Mi abuela materna se llamaba Concha, una mujer fuerte, mandona y muy sabia.
Siempre fue mi yaya, la que me crió, quien cantaba coplas mientras oíamos en el transistor aquellos consejos franquistas de antaño.
Mi yaya cosía y cantaba a la vez, hacía la compra pidiendo la vez. Vestía de negro pues enviudó pronto y en aquellos tiempos el luto era lo propio.
Eran tiempos lentos, de veranos largos, de inviernos eternos y otoños añorados. Mi madre y mi abuela se llevaban bien, las dos al unísono nos cuidaban también. Formaban equipo en un matriarcado, mi padre gritaba pero nadie le hacía caso…
Y mi yaya Concha, mandaba y mandaba y a la chita callando se llevaba el gato al agua. Haciendo rosquillas, o verdura hervida, o guisos de garbanzos o alguna rica empanadilla.

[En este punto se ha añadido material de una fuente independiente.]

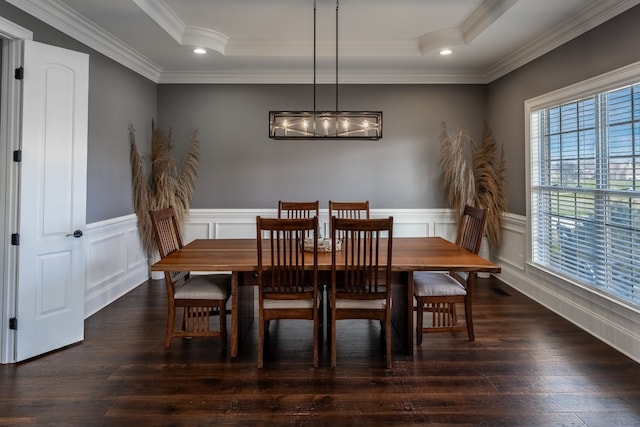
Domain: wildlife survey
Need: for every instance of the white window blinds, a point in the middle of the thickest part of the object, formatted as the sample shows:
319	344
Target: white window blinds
585	191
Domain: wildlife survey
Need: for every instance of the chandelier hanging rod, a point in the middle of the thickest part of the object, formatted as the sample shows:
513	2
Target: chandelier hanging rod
325	124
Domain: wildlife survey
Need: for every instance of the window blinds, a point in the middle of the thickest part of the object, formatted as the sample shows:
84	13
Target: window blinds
585	191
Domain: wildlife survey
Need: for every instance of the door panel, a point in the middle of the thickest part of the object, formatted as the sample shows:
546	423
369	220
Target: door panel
51	270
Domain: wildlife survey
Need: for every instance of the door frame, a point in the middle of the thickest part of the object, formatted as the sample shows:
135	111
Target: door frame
12	36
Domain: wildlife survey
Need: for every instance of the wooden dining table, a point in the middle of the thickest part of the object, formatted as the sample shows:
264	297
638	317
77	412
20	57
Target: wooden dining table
239	256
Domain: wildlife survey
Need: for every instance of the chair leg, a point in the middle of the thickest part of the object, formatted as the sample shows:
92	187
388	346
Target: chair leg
388	342
419	320
261	328
316	339
223	326
469	319
171	318
333	341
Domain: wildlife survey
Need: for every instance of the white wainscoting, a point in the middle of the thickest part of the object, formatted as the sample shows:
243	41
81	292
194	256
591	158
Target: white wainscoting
605	317
116	264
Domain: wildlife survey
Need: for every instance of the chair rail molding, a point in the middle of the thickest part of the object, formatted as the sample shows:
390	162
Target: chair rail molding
117	264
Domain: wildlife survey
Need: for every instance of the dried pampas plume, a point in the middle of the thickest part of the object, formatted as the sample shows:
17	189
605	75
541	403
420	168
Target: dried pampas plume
481	182
458	176
169	183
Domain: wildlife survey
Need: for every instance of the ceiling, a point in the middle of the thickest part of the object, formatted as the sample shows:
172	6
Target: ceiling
272	41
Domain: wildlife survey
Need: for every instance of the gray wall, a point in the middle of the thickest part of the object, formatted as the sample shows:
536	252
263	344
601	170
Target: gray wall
242	168
605	48
117	96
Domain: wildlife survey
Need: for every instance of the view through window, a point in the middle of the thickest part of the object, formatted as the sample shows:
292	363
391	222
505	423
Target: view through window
585	190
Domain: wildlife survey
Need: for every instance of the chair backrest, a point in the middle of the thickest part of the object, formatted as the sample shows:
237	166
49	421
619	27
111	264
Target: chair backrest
471	228
298	209
353	210
167	230
350	210
283	268
366	255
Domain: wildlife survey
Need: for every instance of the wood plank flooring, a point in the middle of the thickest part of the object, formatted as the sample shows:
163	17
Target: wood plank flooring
527	367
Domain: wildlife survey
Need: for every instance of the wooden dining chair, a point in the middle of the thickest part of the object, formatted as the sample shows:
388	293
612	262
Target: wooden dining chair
287	278
361	275
298	209
439	292
199	296
353	210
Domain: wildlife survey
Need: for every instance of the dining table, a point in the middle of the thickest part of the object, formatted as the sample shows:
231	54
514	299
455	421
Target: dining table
239	257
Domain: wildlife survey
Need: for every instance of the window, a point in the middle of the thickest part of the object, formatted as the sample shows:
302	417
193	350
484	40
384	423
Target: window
584	196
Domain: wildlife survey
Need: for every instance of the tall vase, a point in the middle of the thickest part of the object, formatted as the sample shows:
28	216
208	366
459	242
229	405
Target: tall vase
485	252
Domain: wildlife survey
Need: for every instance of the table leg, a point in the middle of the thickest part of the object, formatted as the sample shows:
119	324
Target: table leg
235	298
242	307
402	309
409	313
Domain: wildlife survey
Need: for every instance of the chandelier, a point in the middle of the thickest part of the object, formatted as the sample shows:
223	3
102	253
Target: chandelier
325	124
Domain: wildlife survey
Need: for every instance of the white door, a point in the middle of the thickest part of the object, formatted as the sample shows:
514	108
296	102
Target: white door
51	273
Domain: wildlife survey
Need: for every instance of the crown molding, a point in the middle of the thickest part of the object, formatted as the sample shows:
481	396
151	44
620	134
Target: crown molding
404	75
597	14
68	21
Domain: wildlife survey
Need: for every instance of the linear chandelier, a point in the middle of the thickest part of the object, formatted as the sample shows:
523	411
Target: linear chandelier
325	124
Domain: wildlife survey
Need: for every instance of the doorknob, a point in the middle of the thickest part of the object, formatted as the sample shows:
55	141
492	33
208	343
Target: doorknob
77	234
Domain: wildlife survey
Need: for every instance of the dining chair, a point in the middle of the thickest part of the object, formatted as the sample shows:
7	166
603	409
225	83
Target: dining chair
298	209
199	296
438	293
287	276
361	275
354	210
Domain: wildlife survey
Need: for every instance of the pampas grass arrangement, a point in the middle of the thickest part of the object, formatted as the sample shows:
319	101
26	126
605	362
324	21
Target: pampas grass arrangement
479	182
170	183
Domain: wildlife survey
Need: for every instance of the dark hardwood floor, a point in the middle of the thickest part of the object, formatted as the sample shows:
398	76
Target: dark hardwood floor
527	367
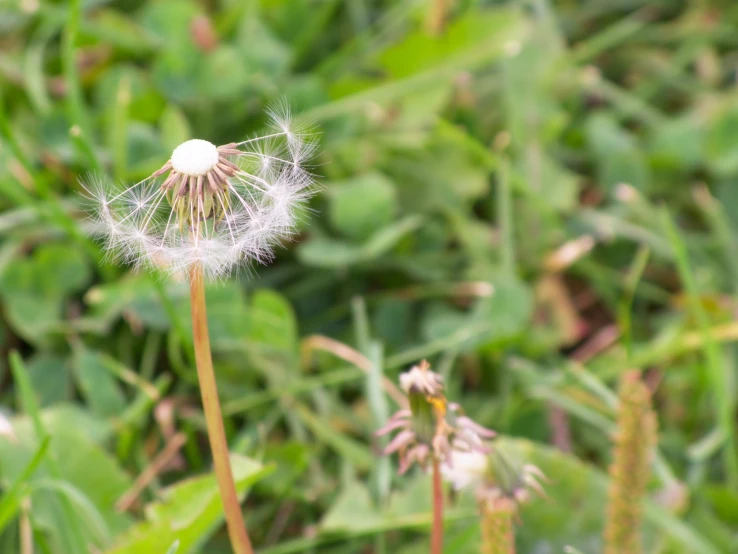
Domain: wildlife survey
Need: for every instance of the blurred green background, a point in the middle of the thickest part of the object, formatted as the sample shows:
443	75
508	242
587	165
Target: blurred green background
534	195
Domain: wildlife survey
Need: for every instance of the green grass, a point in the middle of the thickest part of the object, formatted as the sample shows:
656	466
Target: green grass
449	166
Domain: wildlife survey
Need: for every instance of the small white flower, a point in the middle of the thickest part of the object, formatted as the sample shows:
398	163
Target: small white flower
464	468
215	207
421	379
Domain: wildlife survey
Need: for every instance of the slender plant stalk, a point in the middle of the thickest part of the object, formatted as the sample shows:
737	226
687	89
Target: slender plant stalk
629	472
437	16
437	532
498	535
214	417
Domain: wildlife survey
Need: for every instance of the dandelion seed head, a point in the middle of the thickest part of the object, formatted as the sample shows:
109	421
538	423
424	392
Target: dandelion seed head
195	157
216	207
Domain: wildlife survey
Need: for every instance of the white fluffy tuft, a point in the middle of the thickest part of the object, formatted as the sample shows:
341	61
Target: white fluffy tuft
140	227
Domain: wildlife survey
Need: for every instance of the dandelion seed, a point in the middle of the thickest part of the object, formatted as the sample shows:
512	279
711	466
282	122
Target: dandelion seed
214	207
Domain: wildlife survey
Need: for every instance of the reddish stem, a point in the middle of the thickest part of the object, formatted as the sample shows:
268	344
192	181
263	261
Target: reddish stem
437	532
214	418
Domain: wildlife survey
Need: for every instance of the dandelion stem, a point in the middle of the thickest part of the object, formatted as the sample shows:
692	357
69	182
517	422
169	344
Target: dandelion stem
437	532
213	416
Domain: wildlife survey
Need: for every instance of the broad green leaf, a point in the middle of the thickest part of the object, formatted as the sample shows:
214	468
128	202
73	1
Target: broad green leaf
271	322
477	33
83	473
722	143
363	205
189	512
50	378
97	384
618	155
327	252
175	129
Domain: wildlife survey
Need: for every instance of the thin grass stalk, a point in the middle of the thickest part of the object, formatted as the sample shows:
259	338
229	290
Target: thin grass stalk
437	532
438	16
214	418
498	533
629	472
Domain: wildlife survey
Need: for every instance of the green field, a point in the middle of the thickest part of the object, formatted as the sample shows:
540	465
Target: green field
533	195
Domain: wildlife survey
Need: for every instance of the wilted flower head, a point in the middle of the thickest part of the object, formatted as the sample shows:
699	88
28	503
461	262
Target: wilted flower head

Mi abuela materna, mi yaya querida, siempre hizo lo que ella quería.
Nadie osaba nunca llevarle la contraria, era una mujer con una gran labia, hablaba salado, con deje costeño, Torrevieja siempre para ella fue un espejo.
Gracias a mi abuela por quererme tanto, por dejarme estar siempre en su regazo. Por morirse un día sin mucho ruido, tranquila en su cama como así es debido. Ojalá que un día, yo pueda morirme igual que mi yaya sin prisa y sin olvido, con mis nietos cerca jugando al pillo pillo.